Google is testing Print Ads again.

Starting this week, advertisers will be able to begin bidding through an online marketplace for space in more than 50 major newspapers across the U.S.

It’s another reminder that, despite its constant stream of new online products and Web 2.0 acquisitions, Google is an advertising company first.

The tests will end in January.

The participating papers include: The New York Times, The Washington Post, The Boston Globe, the Chicago Tribune, The Philadelphia Inquirer, and The Denver Post.

A Google spokesperson confirmed that over 100 advertisers will join the print advertising tests.

The spokesperson told that the newspapers will choose the type of ad inventory they offer online.

Google expects newspapers to offer one-quarter page-sized advertisements and smaller, the spokesperson said.

Print ads are not new for Google.

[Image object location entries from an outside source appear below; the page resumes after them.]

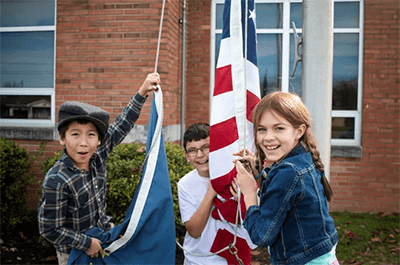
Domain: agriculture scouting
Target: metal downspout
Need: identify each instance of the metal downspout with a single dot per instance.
(183, 71)
(317, 67)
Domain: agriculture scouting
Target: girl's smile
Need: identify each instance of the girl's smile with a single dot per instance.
(276, 136)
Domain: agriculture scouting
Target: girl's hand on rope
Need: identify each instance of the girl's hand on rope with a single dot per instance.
(247, 184)
(233, 188)
(95, 248)
(150, 84)
(249, 156)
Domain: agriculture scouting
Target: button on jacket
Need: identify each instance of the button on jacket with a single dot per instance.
(73, 200)
(293, 216)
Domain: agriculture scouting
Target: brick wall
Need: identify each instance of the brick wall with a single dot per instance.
(106, 48)
(372, 182)
(197, 105)
(104, 51)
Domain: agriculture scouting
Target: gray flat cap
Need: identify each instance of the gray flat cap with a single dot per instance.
(73, 110)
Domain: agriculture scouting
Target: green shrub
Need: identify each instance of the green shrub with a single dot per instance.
(14, 176)
(123, 175)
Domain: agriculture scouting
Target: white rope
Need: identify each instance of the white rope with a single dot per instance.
(159, 37)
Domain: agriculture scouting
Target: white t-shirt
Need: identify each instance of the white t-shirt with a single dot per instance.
(191, 190)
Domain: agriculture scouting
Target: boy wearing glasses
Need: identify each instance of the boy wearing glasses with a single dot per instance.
(196, 197)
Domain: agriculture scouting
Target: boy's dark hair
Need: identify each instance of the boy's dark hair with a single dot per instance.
(196, 132)
(64, 127)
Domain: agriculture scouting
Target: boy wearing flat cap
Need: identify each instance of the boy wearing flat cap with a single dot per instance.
(74, 189)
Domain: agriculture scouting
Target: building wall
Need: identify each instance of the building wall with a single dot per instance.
(197, 85)
(105, 50)
(372, 182)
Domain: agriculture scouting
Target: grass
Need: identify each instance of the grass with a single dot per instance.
(363, 239)
(367, 238)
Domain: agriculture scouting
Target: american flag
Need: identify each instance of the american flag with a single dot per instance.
(236, 93)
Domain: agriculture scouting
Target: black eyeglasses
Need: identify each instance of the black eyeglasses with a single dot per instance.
(192, 152)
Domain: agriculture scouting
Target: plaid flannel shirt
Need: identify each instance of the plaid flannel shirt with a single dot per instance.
(73, 199)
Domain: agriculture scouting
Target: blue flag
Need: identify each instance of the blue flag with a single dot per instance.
(148, 231)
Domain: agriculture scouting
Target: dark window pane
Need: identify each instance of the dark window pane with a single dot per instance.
(342, 128)
(219, 13)
(27, 59)
(345, 71)
(25, 107)
(295, 82)
(346, 15)
(269, 51)
(217, 47)
(269, 16)
(296, 15)
(27, 13)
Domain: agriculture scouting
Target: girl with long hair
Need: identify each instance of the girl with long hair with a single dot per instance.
(290, 213)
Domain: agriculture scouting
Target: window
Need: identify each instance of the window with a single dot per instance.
(276, 49)
(27, 63)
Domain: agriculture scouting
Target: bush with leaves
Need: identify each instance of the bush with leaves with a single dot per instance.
(123, 175)
(14, 176)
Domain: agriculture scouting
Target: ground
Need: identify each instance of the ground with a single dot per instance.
(26, 247)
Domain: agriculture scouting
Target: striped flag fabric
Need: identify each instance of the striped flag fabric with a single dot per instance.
(236, 93)
(147, 234)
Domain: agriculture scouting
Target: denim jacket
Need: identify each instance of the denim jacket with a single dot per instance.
(293, 216)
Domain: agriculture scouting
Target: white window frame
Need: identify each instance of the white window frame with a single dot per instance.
(26, 91)
(286, 31)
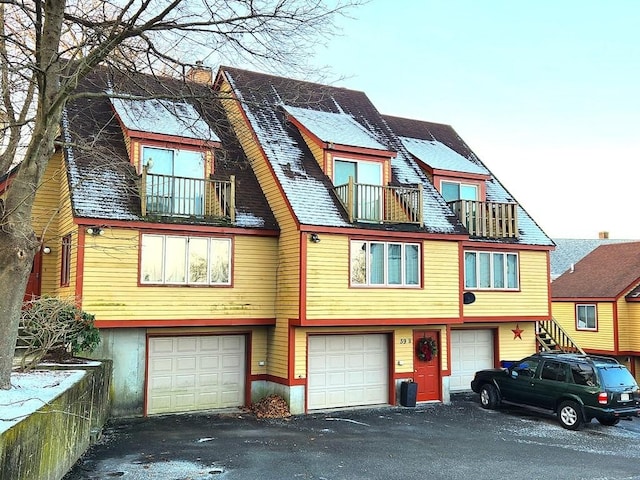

Neither are tests in any number of other advertising mediums.

Google already uses terrestrial and radio air time for ads, especially since its acquisition of digital radio advertising provider dMarc Broadcasting for $102 million in cash this year. It’s also looking at television advertising, too. The company introduced video advertisements to its AdWords for content platform last summer.

Google reported 70 percent revenue growth versus the previous year’s third quarter, to $2.69 billion, and 48 percent earnings growth, to $733 million.

And according to Merrill Lynch analyst Justin Post, much of that success is due to the fact that Google has over 50 percent of the search advertising market.